On Saturday morning he fell in the shower. Griff heard his body hit the porcelain, heard him cry out and found him on his side in the tub. He’d dragged the shower curtain off the rod and was holding it over his groin.

“Where are you hurt?” She turned the water off, kneeling on the floor. “Tell me where.”

“Not you,” he said. “Please.”

“Get a chair.” Marin moved her to the side and kneeled down over him, and by the time she returned from the kitchen he was up, sitting on the side of the tub, Marin holding him steady. They got him into the chair with the shower curtain still across his lap.

“I’m going to call Shawnee,” Marin said.

“Nothing’s broke.” He was still having a little trouble getting his breath. “She doesn’t need to drive over here just to look at some clumsy old son of a bitch.”

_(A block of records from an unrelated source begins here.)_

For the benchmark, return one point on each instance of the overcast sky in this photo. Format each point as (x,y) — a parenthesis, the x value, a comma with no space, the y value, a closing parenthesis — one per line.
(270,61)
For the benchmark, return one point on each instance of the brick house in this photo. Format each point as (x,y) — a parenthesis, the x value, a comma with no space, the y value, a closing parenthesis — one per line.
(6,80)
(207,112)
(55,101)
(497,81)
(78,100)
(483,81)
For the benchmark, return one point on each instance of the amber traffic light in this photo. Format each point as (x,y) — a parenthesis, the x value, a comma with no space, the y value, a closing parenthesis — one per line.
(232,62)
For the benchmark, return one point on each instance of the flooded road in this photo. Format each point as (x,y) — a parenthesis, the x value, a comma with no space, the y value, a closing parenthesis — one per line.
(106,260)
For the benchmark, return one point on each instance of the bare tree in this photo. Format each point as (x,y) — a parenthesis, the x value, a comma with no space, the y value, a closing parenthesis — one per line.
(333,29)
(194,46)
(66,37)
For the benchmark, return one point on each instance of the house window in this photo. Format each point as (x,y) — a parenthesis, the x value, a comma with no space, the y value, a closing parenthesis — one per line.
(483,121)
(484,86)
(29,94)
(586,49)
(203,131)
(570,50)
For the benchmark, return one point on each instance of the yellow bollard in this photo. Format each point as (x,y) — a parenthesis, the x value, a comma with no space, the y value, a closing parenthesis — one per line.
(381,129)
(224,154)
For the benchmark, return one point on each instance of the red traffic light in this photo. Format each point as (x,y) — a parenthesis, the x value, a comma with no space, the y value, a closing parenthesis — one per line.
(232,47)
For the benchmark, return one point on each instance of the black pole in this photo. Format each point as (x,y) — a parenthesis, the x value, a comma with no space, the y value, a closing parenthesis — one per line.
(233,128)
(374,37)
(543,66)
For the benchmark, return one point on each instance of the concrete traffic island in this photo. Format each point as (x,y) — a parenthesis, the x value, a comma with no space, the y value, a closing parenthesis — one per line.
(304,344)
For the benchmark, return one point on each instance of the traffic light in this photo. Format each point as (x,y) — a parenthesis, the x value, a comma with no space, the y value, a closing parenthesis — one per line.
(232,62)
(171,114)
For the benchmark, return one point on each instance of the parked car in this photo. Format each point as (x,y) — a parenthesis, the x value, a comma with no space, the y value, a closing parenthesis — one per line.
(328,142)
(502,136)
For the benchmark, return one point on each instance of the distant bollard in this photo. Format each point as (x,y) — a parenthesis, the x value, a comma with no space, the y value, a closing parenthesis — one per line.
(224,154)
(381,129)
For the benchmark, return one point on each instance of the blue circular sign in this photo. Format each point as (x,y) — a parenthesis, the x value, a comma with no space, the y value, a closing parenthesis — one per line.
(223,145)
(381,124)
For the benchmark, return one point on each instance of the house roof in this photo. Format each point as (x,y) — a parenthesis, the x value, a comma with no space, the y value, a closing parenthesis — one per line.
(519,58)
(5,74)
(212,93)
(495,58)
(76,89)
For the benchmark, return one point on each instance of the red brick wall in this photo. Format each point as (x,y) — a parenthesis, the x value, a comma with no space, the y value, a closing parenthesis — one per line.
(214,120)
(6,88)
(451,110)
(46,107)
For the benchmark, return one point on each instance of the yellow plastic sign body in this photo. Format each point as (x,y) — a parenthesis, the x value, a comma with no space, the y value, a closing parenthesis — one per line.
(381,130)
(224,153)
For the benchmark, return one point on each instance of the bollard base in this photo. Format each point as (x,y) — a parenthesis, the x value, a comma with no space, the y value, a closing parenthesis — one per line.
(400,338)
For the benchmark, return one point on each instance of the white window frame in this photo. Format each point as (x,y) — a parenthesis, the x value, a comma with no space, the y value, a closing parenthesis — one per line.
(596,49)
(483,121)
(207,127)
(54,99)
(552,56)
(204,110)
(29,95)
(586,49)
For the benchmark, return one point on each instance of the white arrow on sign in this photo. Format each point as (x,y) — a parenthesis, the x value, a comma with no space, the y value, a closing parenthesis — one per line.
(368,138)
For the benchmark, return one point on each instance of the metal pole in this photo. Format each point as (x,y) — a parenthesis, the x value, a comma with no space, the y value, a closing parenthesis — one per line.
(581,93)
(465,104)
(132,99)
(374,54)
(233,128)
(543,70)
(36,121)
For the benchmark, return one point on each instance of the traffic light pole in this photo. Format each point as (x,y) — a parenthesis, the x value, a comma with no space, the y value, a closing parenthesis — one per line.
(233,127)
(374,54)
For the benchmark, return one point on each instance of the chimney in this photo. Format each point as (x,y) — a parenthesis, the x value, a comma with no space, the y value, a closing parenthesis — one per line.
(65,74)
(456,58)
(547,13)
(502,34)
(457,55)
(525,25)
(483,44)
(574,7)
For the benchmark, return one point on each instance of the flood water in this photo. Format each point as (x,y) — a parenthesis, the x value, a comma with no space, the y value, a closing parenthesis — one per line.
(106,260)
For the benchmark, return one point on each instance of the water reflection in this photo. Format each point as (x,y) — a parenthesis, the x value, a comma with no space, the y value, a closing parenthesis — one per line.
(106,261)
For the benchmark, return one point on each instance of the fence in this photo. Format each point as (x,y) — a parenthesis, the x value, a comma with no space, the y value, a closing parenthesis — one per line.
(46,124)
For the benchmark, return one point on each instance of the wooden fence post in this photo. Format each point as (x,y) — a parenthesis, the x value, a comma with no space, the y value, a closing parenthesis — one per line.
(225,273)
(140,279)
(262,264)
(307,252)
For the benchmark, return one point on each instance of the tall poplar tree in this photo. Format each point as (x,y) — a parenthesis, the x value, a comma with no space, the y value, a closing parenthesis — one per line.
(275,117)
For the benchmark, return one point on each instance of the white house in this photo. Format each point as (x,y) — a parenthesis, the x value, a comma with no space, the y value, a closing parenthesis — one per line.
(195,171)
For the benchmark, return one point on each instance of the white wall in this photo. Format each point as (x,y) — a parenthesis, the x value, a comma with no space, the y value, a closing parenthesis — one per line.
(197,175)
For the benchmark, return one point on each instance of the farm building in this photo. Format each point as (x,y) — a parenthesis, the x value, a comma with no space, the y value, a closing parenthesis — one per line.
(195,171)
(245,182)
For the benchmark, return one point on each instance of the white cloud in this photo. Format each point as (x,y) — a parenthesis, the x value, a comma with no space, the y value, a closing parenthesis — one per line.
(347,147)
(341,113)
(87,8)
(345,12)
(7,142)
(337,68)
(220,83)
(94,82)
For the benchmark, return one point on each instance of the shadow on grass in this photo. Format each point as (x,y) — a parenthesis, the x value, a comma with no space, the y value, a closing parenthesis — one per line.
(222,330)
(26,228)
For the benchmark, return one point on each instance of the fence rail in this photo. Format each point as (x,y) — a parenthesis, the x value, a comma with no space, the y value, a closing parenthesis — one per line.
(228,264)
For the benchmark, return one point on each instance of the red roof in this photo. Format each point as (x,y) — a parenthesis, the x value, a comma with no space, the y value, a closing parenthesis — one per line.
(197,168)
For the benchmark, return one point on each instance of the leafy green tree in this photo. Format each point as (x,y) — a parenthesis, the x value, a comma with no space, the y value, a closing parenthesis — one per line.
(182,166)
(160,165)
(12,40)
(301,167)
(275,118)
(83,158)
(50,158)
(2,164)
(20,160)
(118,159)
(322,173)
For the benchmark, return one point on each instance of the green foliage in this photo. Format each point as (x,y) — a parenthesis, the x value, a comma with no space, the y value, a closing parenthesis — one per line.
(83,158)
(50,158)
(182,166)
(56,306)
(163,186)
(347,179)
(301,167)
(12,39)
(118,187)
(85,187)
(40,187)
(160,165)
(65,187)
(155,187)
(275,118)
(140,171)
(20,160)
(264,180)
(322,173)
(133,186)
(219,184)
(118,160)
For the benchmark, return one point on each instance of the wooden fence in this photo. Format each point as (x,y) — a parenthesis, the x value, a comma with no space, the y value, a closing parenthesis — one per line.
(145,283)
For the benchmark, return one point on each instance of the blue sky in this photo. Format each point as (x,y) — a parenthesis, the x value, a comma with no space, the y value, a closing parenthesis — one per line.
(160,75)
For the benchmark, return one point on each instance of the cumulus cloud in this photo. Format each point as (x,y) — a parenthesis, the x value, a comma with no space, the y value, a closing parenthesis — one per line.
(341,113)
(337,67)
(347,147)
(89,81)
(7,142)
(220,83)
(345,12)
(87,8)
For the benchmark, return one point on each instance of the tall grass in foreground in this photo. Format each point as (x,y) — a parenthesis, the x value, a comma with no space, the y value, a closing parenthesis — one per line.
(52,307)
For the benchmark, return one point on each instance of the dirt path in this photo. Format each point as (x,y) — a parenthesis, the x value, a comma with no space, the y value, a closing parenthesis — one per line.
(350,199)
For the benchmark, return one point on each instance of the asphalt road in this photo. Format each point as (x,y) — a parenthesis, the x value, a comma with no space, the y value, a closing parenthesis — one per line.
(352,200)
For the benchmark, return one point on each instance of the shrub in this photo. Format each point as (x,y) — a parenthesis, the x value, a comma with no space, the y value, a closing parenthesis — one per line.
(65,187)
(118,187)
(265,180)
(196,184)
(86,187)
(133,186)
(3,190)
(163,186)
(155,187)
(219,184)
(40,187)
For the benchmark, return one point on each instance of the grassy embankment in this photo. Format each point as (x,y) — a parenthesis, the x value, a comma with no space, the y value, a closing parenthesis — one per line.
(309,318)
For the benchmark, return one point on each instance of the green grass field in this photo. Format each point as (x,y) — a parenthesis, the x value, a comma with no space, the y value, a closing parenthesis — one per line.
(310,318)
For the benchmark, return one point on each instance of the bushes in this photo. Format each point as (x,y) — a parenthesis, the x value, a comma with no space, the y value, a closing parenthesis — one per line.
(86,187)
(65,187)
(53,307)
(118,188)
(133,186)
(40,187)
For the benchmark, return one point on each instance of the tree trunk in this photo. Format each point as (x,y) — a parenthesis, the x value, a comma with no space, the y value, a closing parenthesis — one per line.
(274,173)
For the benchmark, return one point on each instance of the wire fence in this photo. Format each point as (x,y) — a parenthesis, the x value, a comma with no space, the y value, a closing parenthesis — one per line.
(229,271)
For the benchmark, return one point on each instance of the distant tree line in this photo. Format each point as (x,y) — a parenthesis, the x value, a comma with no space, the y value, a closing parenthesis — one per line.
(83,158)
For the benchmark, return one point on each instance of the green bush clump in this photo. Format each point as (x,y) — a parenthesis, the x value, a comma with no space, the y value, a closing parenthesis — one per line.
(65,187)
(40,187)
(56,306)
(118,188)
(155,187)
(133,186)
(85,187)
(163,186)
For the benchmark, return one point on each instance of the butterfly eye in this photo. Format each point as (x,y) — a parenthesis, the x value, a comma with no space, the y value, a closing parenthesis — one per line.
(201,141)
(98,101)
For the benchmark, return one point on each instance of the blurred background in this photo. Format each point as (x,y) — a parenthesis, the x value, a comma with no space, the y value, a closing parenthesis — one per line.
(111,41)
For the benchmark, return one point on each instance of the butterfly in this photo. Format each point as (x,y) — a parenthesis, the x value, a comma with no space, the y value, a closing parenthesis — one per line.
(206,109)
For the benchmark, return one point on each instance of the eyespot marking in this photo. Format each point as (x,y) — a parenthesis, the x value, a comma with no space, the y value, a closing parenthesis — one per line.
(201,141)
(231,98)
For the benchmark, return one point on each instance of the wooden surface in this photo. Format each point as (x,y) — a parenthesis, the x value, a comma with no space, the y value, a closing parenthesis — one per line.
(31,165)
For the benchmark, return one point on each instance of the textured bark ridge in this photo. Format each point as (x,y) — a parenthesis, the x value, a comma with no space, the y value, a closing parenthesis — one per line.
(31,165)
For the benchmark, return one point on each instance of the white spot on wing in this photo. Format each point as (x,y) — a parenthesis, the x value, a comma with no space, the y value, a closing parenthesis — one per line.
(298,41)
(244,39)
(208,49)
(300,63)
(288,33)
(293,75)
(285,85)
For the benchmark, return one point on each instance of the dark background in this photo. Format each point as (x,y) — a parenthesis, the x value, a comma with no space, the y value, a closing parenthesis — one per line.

Marin draped a towel across his shoulders and he tilted his head to the side, digging a finger into his ear.

“I hate getting water in my ears,” he said.

He asked her to leave and Marin helped him into his bathrobe, then down the hallway with his walker. He was only limping.

That night he called for Griff, and when she came in he had the magnifying glass slung around and was holding a book open at his waist. She sat on the side of the bed.

“I’m getting stronger. I can feel that I am,” he said, and when she didn’t respond: “I just fell on my ass. I’ve done that my whole life.”

“You had a stroke.”

“I’ve probably been having them for a year.”

“What am I going to do with you?” Even to her the question sounded like a parent’s.

“Right there’s where I’m going with this,” he said. “I want you to get out and do something with your life.”

“Like what?”

“Whatever in the hell you want to do.” He’d raised his voice, trying to sound mad, but it had no effect. “We’ve talked about this before.”

“I’ve got plenty of time.” She slipped the book from his hands. “It doesn’t have to be this fall.”

“Nobody’s got plenty of time.” He nodded toward the door. “She needs to take care of me,” he said. “We both need it.”

She closed the book and left it on the nightstand.

The next afternoon thunderclouds rolled down off the mountains and the wind picked up and the temperature dropped twenty-five degrees. Four inches of pea-sized hail fell in half an hour and then it rained like a levee had broken in the heavens. An icy mixture filled the borrow ditches.

It cleared overnight and got hot again the next morning, and the nose flies and deerflies swarmed thickly as gnats. The horses bunched in the shade shaking their heads, their eyes swelling from the bites, rubbing their faces into one another’s shoulders. When they couldn’t stand it any longer they pawed at the air and ran.

A den of snakes had been flushed from a dry hillside on Nameit Creek, and the kids there carried hoes when they went out to do their chores, and the clinic called a hospital in Billings to ship down a reserve of antivenom just in case.

She saddled Royal and trailered him over to the corrals and loading chute on Deep Creek. Paul was waiting for her on a well-mannered dappled gelding he called Mister.

They rode the leases up on the mountain, where the cattle were still scattered and edgy, and in the late afternoon they found a heifer and her calf killed by lightning. Their bellies were torn open, and a gang of coyotes sat in ragged order against the skyline just thirty yards away, their muzzles and chests stained with fresh blood. Crowding the treeline was an assortment of raptors and ravens, a pair of golden eagles and a mob of lesser birds drawn to the excitement.

She rested a forearm against the saddlehorn, leaning over it to stare at the dead calf.

“It could’ve been a lot worse.” Paul took a notebook from his shirt pocket and recorded the numbers on their eartags.

“Not for them.” She reined her horse around, and he fell in beside her.

“I took a job with the County Health Department in Billings.”